Updated

This is a rush transcript from "The O'Reilly Factor," August 10, 2007. This copy may not be in its final form and may be updated.

MICHELLE MALKIN, GUEST HOST: Now for the top story, more on the developments in Newark. With us now, defense attorney Remi Spencer, who was at the arraignment of Jose Carranza today.

Remi, thanks for joining us. What did you see at the arraignment? What was noteworthy?

REMI SPENCER, FORMER PROSECUTOR: Thank you. This morning, it was an interesting day in the courtroom before Judge Kassal (ph) in Essex County because unusual in many arraignments, there were a number of people there, not just the press, but the victims' family members and relatives were there. Clearly, they were emotional. Clearly, they were sad. It was a very emotionally charged court appearance.

By stark contrast, though, the defendant there stood stoic. He displayed no emotion. He spoke to the judge through the aid of an interpreter and showed no remorse, no emotion whatsoever.

MALKIN: This guy, if you read through the indictment, and I know you have, sounds like a complete monster. And what people want to know is how did this happen?
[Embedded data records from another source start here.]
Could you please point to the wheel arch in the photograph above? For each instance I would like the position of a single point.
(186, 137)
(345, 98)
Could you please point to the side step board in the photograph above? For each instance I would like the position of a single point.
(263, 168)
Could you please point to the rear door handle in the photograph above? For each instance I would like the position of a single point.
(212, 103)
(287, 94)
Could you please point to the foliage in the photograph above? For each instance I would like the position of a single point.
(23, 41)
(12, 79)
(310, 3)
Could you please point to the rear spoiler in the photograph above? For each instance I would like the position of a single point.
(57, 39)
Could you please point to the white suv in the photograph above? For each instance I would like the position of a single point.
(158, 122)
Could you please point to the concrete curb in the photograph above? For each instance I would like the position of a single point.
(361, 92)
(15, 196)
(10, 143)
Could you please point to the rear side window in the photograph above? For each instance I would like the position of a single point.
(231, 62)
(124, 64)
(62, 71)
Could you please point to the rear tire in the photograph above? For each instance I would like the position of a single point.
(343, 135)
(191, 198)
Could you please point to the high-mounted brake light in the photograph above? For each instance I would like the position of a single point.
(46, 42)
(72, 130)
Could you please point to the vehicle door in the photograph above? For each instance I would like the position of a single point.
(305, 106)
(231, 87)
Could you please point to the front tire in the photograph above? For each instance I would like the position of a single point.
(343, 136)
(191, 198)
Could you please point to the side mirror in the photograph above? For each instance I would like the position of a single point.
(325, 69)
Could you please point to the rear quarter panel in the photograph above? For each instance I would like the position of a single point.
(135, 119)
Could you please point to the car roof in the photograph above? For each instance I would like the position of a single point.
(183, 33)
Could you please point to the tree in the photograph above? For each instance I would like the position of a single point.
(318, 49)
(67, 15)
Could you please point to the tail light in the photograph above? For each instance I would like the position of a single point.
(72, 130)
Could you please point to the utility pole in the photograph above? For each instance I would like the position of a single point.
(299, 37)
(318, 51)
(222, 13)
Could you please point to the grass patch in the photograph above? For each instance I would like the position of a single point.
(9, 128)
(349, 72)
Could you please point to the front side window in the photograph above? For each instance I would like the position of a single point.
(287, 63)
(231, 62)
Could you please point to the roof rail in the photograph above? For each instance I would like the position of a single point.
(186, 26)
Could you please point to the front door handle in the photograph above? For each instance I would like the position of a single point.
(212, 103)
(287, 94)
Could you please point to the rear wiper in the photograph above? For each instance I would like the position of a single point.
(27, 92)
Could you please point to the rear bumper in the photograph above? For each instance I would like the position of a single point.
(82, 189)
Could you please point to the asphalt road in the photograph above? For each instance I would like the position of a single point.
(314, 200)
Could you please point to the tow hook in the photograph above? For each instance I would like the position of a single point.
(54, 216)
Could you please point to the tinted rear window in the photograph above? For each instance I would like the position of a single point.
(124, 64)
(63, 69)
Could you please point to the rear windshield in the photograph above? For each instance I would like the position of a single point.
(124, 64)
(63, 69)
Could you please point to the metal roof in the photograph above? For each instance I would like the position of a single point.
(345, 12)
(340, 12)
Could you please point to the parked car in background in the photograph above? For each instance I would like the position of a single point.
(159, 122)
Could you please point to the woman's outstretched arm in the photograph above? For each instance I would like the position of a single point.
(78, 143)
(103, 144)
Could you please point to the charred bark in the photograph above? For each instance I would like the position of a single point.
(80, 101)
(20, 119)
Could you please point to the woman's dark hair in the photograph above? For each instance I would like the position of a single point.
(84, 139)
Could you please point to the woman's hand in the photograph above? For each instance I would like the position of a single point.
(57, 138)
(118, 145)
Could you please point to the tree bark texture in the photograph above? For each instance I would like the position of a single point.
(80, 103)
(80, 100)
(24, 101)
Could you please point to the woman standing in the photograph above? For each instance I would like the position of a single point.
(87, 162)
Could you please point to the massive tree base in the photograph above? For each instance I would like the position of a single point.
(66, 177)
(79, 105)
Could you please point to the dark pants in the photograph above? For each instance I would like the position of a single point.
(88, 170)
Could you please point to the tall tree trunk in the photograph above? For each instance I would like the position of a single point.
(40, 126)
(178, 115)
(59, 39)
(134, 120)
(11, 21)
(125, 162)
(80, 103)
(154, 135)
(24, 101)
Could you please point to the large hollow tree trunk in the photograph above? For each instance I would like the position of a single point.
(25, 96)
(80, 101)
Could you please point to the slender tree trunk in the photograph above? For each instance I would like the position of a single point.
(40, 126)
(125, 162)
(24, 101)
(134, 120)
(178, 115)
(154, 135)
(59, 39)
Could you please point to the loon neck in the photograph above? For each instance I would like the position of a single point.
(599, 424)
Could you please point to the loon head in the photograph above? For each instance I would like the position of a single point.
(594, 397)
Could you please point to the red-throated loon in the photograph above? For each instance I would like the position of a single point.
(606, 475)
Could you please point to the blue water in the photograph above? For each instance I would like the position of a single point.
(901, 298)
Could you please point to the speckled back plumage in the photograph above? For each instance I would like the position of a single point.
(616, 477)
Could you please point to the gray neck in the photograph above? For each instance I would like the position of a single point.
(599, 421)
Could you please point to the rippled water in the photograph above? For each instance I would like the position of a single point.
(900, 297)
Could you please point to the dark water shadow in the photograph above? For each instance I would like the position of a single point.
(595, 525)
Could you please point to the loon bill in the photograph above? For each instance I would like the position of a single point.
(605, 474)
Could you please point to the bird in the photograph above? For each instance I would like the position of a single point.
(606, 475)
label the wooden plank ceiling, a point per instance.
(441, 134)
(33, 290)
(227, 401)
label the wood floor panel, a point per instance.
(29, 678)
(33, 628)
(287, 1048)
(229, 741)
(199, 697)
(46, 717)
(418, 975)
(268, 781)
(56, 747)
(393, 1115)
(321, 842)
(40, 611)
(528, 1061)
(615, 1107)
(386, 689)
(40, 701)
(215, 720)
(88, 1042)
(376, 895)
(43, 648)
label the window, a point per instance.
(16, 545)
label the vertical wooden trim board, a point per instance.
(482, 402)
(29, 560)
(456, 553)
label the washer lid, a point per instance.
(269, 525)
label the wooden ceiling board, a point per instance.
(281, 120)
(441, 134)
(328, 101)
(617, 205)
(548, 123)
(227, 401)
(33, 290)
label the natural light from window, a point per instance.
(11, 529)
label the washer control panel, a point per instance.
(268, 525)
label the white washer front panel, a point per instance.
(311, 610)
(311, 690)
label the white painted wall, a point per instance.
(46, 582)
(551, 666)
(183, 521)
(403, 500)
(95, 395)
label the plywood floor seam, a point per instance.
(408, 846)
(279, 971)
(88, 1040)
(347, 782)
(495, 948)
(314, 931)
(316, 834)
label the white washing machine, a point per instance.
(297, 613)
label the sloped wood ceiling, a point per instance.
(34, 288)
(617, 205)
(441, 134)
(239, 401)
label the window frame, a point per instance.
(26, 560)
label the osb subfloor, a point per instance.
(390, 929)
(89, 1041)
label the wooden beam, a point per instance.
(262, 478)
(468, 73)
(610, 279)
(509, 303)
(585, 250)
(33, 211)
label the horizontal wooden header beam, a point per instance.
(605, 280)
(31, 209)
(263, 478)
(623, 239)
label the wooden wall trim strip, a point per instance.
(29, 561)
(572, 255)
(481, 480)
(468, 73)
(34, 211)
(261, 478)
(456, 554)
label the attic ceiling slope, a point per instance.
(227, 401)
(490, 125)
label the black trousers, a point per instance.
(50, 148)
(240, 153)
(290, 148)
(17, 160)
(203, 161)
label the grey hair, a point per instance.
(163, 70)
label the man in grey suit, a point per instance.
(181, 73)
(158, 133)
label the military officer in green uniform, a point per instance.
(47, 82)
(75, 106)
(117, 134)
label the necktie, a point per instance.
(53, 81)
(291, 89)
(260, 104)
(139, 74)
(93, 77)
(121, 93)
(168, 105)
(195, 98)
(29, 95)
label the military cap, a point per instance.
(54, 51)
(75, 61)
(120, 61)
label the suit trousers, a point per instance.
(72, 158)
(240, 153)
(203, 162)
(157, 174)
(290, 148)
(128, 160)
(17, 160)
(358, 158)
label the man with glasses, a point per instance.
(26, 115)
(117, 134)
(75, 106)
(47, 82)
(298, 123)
How was this guy still in the country after all of those indictments? How was he let out on bail? Apparently, he put up hundreds of thousands of dollars total two times that he was let out. How could this happen when they knew he was an illegal alien?

SPENCER: That's a very good point. How that could happen just shows the complete lack of a general procedure or protocols to keep illegal aliens off the street, especially when they have a criminal background.

Here, we know that this defendant has the two indictments that you pointed out, that the federal government knew that he was here. And he was already indicted by two Essex County grand juries.

They put a detainer on him, but he wasn't picked up. How could he be out on the street? That's a good question. And I think it's important to point out here, the federal government has exclusive jurisdiction on immigration issues.

Now the state and the Feds, they need to work together in order for there to be any kind of guidelines or procedures. The Feds can't force the state to do anything. But what they can do is to grant them money on the condition that they will then work and cooperate with the federal authorities to make sure that once they identify someone who is here illegally, or who has been convicted of a crime that would subject them to deportation, that the Feds could then come in and make sure that they were in fact held by federal authorities and ultimately deported.

MALKIN: Right. Now we don't know when that federal detainer was placed. I mean, in the case of Terapon Adhan (ph), who was the deportable criminal alien in Washington state, who's accused of murdering Zena Linnic (ph), they only put the detainer on him after they had tied him to her murder. I mean, he had been deportable alien on a number of other charges there. In this case, we don't know when they actually put that lookout or that hold on, right?

SPENCER: That's correct. This morning, the prosecutor, Paula Dow, in Essex County gave a press conference. And which I was also present at. And she did say that there was a detainer issued from the federal government with respect to this defendant's immigration status, but no one knows the details about that yet.

MALKIN: Yes.

SPENCER: And unfortunately, we can't know exactly when that detainer was placed.

MALKIN: Right.

SPENCER: But because he's been indicted on two separate occasions in the last year, it's about time the Feds put a detainer on him and made sure that even if he could come up with his bail here, which was set at a million dollars, he's not going anywhere. The Feds have a detainer on him and he won't be released.

MALKIN: I'd like to know what he was doing? This is -- was this guy a day laborer? And if so, how is it that he could cough up the money that he did to get out on bail on those other charges?

And the other thing is we've got tight-lipped federal and local officials here. And it puzzles me that they tied him to a fingerprint, right? That was one of the details. There was a fingerprint left on a beer bottle. If they had that fingerprint, that means somebody fingerprinted him along the way. There are several databases. And I've done a lot of research on this. I did a book called invasion about our immigration enforcement system. You've got something called the IBIS system, you've got IDENT, you've got DACS, the Deportable Alien Control System. If his fingerprints were in there, why wasn't he stopped before?

SPENCER: I think that's the bottom-line question. I think it's just a general lack of procedures or standard operating procedures with respect to people who have fallen into the criminal justice system between the state and local authorities and the federal authorities.

MALKIN: Right.

SPENCER: They're just not working together.

MALKIN: The Standard Operating Procedure is that there is no SOP. Remi, thank you.